Events - Colloquia & Seminars
CCIS Colloquium Spring 2008
Towards A Content-Oriented Internetwork
Speaker: Rajesh Krishnan
Affiliation: BBN Technologies
Date: Monday, Januaray 7, 2008
Talk: 12:00 p.m., 366 WVH
Abstract
The Internet counts among the greatest human accomplishments of the 20th century. Over a billion people access content over the Internet today; ironically, the Internet per se is content-agnostic, and infrastructure for content storage and retrieval has been overlaid separately. The core problem of the Internet has changed since its inception (from end-to-end data conversations to distributed content access), and so have resource constraints (for example, storage is not quite as expensive). Is it time to envision and create a new content-oriented internetwork?
In this talk, I will introduce the area of Delay/Disruption-Tolerant Networking (DTN), which I interpret as a generalization of traditional data networking along several important dimensions. I will posit that DTN is a "disruptive" technology and that emerging DTN innovations and standards can pave the way for a content-oriented internetwork of the future. I will touch upon research and key challenges in this area.
Brief Biography
Rajesh Krishnan is a Senior Scientist at BBN Technologies.
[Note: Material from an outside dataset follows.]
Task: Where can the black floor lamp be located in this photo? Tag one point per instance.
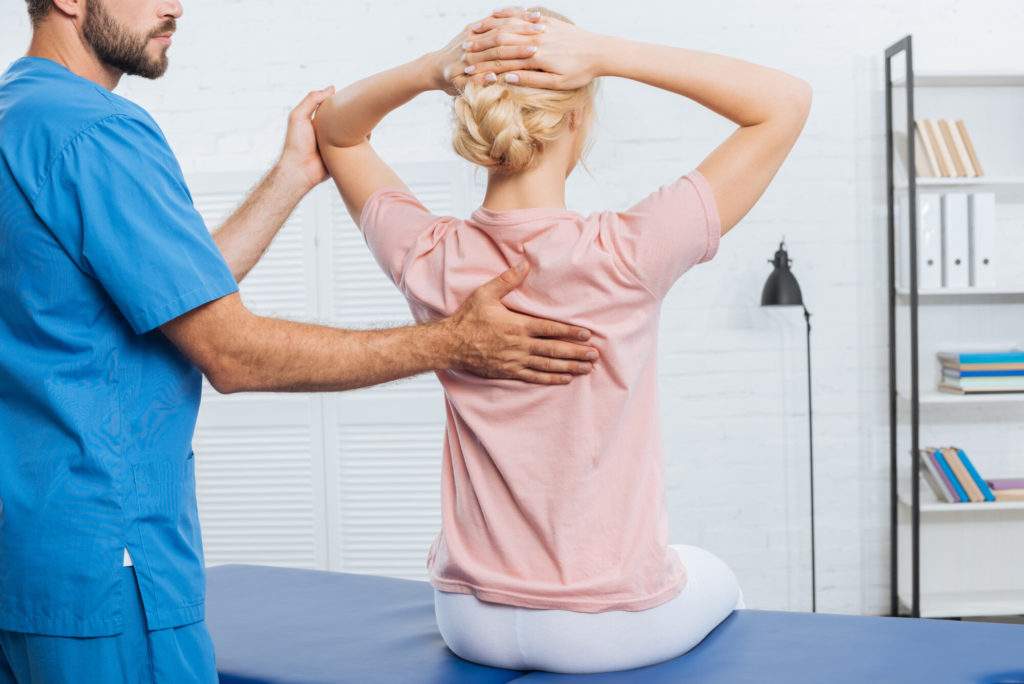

At BBN since 1997, he has led several networking research efforts supported by the US Government. Currently he leads the SPINDLE project funded by DARPA's Disruption-Tolerant Networking (DTN) program. Earlier, he was the lead architect of BBN's policy language framework for opportunistic spectrum sharing in DARPA's XG program. He has a Ph.D. from Boston University, and he is a senior member of the IEEE and the ACM.